Un autre élément essentiel à la création de l’esprit profondément libertaire est la nature même des personnages. A l’opposé des représentants directs ou indirects du pouvoir établi qu’ils sont amenés à rencontrer (des militaires, un propriétaire terrien et sa famille ou même le yankee), les révolutionnaires sont des personnes ouvertes d’esprit et de caractère, des bons vivants en guenille, sales et outranciers. Ils aiment les femmes, ils aiment l’alcool, ils aiment la musique et ils partagent entre eux une franche camaraderie qu’ils propagent en libérant par exemple le village pauvre de San Miguel. A l’image de la musique de mariachi composée par Luis Bacalov et Ennio Morricone, leur vie est une gigantesque fiesta. L’intonation même de la voix aux accents hispaniques d’El Chuncho (une fois de plus, brillante prestation de Gian Maria Volontè) ressemble à un chant, ce qui rend le personnage immédiatement sympathique. Même le curé du groupe, le frère de Chuncho nommé Santo (Klaus Kinski) se démarque de la traditionnelle humilité des hommes d’Eglise. Lui aussi tue, se meut de grands gestes théâtraux. Plusieurs de ses actes comptent même parmi les plus politiquement virulents du film : il abat ainsi un curé “officiel” qui lui reprochait de cautionner la violence (non sans lui avoir fait remarquer que Dieu était censé être du côté des pauvres), il lance des grenades entre chaque segment de phrase de sa bénédiction (in nomine patris…et filii..et spiritus sancti…) et il fait subir à des militaires le même genre de torture qu’ils ont infligé à des paysans… Un curé comme on aimerait en voir plus souvent, et que la clique romaine se garde bien de consacrer. Quant à la femme, représentée ici par Adelita (Martine Beswick), elle est l’égale des hommes et participe elle aussi activement aux combats révolutionnaires. Le tout sans perdre de sa féminité, y gagnant même un plus fort pouvoir de séduction. Tous ces êtres incorrects aux yeux de la société établie mènent une vie sans entrave, dans laquelle chacun se retrouve sur un pied d’égalité vis à vis de son voisin (ainsi Chuncho consulte ses troupes avant d’intégrer le yankee). Leur force réside justement dans cette ferveur qui leur permet de ne jamais se laisser abattre, y compris lorsque l’un d’eux vient à mourir (“Dans la vie, il arrive qu’on meurt“, dit Chuncho).

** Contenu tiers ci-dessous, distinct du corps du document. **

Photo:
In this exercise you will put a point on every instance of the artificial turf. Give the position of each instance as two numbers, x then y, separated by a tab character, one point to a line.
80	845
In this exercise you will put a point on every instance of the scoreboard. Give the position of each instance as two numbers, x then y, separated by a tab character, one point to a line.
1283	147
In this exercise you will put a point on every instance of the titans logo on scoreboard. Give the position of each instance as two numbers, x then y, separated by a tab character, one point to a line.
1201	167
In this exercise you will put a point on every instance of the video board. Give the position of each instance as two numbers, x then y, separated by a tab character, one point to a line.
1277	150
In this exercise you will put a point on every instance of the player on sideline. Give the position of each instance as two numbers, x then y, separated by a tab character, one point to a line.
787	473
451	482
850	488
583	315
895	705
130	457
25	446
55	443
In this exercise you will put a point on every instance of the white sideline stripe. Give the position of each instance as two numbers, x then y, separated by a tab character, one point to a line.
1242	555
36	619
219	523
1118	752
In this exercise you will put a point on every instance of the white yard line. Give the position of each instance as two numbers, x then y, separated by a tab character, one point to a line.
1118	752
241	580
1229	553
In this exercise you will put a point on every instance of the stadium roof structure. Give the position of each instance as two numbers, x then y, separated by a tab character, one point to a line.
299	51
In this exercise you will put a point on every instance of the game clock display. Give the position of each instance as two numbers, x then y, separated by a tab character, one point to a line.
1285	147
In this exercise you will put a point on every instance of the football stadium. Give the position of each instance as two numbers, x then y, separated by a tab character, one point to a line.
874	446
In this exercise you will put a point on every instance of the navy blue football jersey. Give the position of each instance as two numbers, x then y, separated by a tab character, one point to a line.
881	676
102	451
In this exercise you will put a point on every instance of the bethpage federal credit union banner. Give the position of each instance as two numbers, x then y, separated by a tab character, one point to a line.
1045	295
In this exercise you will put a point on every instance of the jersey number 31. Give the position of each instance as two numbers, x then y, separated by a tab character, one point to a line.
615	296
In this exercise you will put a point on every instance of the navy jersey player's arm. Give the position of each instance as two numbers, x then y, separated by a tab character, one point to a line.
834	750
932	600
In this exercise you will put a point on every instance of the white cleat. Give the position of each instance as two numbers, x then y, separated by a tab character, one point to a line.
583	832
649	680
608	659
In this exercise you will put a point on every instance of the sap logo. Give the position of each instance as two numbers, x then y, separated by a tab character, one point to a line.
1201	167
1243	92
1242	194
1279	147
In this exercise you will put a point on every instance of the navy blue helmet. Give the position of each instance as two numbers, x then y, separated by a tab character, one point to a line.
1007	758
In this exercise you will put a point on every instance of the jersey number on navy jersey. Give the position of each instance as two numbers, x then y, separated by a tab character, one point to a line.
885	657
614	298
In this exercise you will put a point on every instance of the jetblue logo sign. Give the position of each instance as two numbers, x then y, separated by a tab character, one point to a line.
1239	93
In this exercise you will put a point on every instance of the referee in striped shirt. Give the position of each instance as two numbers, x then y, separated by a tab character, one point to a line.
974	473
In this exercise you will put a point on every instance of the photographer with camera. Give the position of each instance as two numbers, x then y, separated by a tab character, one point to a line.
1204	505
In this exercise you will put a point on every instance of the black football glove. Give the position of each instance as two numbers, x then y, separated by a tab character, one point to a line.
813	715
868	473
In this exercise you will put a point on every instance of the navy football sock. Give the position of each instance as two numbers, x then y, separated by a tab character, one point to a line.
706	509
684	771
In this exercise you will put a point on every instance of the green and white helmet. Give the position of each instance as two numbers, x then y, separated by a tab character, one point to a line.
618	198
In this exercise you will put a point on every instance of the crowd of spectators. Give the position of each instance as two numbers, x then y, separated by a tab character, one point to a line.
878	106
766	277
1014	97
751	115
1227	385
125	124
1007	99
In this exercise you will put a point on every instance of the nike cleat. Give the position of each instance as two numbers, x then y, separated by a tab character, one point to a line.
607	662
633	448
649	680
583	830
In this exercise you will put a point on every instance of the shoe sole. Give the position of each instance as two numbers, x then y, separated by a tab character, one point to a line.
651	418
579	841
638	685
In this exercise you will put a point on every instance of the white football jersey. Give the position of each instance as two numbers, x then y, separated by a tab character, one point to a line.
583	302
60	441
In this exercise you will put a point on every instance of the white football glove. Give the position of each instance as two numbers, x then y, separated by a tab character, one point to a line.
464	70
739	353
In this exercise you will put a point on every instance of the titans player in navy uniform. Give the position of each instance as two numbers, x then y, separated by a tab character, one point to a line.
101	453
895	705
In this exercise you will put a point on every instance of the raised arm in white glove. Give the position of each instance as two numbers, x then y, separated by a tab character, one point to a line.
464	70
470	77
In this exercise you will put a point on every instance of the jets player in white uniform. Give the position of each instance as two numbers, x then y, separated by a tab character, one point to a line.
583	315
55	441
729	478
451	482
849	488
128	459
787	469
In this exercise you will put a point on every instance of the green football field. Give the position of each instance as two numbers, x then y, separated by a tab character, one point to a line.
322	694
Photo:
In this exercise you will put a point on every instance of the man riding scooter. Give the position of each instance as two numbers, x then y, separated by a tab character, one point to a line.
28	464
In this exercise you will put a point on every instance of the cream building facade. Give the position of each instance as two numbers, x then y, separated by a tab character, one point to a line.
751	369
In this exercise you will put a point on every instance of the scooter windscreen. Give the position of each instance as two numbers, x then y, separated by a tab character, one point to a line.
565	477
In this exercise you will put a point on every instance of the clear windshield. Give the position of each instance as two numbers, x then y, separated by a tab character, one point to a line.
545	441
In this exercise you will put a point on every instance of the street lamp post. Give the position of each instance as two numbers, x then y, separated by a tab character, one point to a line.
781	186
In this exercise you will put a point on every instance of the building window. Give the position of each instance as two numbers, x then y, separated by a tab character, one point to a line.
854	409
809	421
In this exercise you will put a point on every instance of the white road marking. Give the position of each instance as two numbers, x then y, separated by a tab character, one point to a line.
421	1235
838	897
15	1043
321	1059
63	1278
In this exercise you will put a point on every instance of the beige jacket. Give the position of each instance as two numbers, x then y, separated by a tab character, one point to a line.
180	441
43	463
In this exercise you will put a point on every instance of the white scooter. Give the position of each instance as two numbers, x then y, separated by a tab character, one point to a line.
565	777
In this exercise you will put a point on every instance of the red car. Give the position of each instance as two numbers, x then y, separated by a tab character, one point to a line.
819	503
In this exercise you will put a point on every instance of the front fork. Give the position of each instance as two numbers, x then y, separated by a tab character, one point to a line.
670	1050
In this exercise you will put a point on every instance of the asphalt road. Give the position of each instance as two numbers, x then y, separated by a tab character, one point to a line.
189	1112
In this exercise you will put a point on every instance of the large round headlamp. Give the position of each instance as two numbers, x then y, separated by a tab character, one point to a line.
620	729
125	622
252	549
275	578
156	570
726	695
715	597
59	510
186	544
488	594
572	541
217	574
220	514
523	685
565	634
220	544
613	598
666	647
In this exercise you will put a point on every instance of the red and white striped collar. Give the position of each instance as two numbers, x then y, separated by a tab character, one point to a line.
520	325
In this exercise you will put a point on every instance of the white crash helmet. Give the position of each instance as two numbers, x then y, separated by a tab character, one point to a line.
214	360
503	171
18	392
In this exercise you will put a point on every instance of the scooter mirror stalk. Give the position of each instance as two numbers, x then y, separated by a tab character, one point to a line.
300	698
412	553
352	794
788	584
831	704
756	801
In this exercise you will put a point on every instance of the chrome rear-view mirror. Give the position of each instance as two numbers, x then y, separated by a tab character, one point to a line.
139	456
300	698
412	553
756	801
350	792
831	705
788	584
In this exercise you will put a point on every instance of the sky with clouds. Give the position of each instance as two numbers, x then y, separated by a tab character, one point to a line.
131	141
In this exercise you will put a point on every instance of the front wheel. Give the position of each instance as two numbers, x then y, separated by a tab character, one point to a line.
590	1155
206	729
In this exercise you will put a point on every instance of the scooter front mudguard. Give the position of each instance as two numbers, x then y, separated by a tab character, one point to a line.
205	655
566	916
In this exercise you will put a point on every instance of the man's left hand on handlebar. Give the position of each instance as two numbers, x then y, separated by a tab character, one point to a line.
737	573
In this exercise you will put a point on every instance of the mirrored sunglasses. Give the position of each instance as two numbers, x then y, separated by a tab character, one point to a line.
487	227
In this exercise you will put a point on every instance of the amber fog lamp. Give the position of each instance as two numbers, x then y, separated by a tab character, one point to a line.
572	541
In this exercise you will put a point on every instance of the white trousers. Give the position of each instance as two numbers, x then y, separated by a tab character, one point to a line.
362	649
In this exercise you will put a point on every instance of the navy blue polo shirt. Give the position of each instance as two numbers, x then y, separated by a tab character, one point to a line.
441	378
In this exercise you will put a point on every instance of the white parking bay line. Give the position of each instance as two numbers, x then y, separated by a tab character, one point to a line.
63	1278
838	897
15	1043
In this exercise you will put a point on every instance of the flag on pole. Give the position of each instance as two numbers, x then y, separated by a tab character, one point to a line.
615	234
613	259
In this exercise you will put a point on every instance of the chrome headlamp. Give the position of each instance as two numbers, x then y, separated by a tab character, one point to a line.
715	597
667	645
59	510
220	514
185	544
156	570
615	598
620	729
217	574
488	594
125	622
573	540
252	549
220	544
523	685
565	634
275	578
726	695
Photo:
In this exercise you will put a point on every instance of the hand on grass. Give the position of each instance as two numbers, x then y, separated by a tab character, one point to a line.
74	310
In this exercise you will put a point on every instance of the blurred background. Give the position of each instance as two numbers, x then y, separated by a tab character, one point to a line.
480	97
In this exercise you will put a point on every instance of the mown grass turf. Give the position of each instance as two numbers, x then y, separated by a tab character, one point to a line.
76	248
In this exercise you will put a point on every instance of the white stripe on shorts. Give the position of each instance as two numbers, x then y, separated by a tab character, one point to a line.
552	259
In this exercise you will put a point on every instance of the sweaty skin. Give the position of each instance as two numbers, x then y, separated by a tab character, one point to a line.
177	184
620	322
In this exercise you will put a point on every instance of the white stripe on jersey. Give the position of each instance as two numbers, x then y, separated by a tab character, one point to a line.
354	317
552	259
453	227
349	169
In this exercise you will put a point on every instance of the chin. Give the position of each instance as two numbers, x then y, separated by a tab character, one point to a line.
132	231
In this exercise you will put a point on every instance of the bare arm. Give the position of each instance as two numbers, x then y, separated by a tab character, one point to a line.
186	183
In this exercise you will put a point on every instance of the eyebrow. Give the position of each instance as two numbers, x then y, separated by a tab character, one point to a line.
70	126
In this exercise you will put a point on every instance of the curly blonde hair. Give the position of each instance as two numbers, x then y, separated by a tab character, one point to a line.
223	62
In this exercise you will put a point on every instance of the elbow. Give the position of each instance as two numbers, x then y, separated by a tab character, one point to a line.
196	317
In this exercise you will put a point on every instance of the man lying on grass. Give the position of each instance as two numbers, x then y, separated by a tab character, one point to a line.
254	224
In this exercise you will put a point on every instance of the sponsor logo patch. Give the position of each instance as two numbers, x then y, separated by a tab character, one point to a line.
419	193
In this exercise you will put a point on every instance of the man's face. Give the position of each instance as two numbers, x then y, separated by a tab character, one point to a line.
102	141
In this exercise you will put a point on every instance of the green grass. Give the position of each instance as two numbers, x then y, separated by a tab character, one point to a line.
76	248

Et pourtant, leur innocence a un prix. Là réside l’apport disons “théorique” de Solinas, qui jusqu’ici avec l’aide de Damiano Damiani avait avant tout glorifié de superbe manière les sentiments révolutionnaires, faisant appel au ressenti instinctif du spectateur. Mais l’ivresse de la Révolution n’est pas sans faille. Elle permet déjà au Niño d’infiltrer le groupe et, en toute discrétion, à l’aide d’une éducation que les autres n’ont pas reçu, de le manipuler. A travers lui, ce sont les Etats-Unis tout entiers qui sont visés par le scénariste. Leur ingérence dissimulée se fait par le biais du nerf de la guerre, l’argent, dans le but de nuire aux mouvements progressistes et de ramasser… de l’argent. A San Miguel, village fraîchement libéré, Niño s’attache ainsi à développer la cupidité de ses camarades, leur rappelant qu’une forte somme d’argent les attend auprès du Général Elias. Chuncho, quant à lui, prévoit de rester à San Miguel pour défendre les acquis d’un peuple inculte et non formé au maniement des armes contre l’armée gouvernementale qui ne manquera pas d’arriver. L’argent fait figure d’élément corrupteur, et constitue un danger pour le mouvement révolutionnaire. Les troupes de Chuncho, manquant clairement d’éducation révolutionnaire, ne s’en rendent pas compte. Ainsi la contre-révolution peut elle s’immiscer, diviser les troupes en les poussant par l’argent à l’individualisme et finalement les écraser sans merci. Chuncho sera lui aussi mis à l’épreuve de cette tentation, ce qui offre à Damiani l’opportunité de développer une sorte de duel mental se subordonnant au traditionnel duel armé achevant de nombreux westerns. Niño compte en effet sur le pouvoir d’attraction de l’argent, et le duel consistera à valider son hypothèse.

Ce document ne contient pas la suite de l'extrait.